On 04 Sep 18:41, Ted Harding wrote:
Hi Folks, Since it appears that Manchester University has taken a decision that its retired folk shall now be obsolete, email-wise, it is very likely that my current email account will be de-activated soon (I'm already using it on borrowed time). So I shall be looking for a new email address.
I'm very happy (in terms of general quality of service) with my ISP (Zen) and would not want to change. However, Zen's email only offers POP3 download and does not offer IMAP access. The webmail interface is clunky and slow, so preliminary sampling and deletion of delivered emails would be very tedious. On the other hand, previewing using IMAP (when it works properly) is very fast.
I'm therefore asking if poeple can recommend a provider of email hosting on which I could have an account with IMAP access. I would want this to be of high quality and reliability and capable of handling high levels of incoming traffic (for various reasons, I can get up to 500 emails a day -- most of which I delete on the basis of the Subject alone, some others after a quick look at content, leaving typically some 5-10% to download; so I need to be able to do this quickly).
Recommendations?
As it appears that you're going to want a webmail system as well, then the current usual would be gmail (note, however, that I don't trust gmail with my mail, but mail for the company I'm currently contracting for all goes via gmail, so meh).

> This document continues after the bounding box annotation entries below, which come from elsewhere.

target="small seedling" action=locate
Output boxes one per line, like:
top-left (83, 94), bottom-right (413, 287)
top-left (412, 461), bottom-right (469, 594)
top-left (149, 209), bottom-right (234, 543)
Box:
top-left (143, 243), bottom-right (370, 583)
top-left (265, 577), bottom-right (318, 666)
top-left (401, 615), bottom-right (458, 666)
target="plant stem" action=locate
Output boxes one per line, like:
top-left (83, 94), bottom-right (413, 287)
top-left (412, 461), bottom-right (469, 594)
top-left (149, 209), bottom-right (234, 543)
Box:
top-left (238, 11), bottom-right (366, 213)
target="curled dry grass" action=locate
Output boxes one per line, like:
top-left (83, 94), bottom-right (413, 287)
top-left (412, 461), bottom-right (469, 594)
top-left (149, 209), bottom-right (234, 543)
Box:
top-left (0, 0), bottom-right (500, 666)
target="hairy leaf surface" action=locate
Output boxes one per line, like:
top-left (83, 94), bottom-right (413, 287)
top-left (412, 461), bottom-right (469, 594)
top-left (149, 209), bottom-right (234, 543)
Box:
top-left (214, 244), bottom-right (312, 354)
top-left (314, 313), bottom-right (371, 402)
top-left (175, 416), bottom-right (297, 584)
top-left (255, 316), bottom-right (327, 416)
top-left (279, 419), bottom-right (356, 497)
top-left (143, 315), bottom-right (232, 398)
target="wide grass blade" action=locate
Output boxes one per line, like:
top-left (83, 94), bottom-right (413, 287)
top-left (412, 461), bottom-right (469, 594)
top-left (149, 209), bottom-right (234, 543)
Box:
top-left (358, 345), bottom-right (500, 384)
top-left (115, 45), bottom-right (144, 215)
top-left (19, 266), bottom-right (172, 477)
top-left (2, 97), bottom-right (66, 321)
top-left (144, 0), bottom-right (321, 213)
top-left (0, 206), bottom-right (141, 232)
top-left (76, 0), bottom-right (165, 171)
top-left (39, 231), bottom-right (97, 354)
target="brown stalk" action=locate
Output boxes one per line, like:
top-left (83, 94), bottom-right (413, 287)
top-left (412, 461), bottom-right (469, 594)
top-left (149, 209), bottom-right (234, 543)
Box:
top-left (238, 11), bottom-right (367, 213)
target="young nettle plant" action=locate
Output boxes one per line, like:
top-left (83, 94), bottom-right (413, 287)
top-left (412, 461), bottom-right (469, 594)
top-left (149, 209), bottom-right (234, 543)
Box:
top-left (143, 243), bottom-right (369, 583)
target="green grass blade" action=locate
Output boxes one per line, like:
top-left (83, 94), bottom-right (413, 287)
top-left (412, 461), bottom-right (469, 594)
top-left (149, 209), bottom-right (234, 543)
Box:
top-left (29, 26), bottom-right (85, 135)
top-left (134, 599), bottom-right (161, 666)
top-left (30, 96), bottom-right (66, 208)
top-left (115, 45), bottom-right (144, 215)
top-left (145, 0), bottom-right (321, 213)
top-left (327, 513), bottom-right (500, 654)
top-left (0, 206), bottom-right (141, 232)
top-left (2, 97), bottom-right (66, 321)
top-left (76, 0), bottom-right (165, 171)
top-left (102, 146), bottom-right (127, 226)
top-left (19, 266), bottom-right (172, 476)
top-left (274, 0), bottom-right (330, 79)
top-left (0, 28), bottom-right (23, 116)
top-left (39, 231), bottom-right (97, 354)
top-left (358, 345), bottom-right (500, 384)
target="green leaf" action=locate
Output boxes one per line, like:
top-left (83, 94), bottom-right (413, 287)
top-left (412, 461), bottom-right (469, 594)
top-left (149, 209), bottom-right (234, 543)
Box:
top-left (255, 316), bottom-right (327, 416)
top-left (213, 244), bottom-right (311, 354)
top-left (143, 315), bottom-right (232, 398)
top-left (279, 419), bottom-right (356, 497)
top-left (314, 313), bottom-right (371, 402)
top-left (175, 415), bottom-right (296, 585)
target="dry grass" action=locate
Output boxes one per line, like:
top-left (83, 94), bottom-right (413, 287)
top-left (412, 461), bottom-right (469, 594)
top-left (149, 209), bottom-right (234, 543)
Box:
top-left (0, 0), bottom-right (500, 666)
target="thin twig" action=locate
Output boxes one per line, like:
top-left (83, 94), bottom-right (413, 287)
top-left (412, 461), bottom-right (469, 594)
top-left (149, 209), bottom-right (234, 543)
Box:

As the addage goes, though, you get whats you pay for, so if you've got no problems with the evil that is google indexing all your mail and using it to advertise at you, then that's the way forwards... if you really care about your mail, then the right way forwards is to setup your own mail server (or get a domain and a friend that has a well setup mailserver, and pay for some of their time/resources).

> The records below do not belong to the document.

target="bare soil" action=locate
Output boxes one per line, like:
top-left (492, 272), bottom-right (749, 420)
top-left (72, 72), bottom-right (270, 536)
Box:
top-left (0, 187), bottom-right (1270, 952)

Personally I've been running my own mailserver for as long as I've had this domain name, which must be getting on a few years now... Oh, only 7 years... and I certainly wouldn't go back to using a service provider to look after it. With the volumes you're talking, a small virtual machine would be more than enough to handle it. I haven't checked on how many mails I get a day in a long time, but it looks like I reject 720 a day without even thinking about it, which given this is just my personal mail isn't bad going... infact, it appears from a quick run of eximstats that I reject about twice as much mail as I accept, and I'm not even doing particularly complex spam filtering (literally, I'm using clamav with the sane security sigs, and a few other SMTP time checks as my main barrier to spam, if I added in dspam to the mix again, I'd probably be rejecting even more stuff at SMTP time... having that level of control over what happens to my mail is something that I really like, though.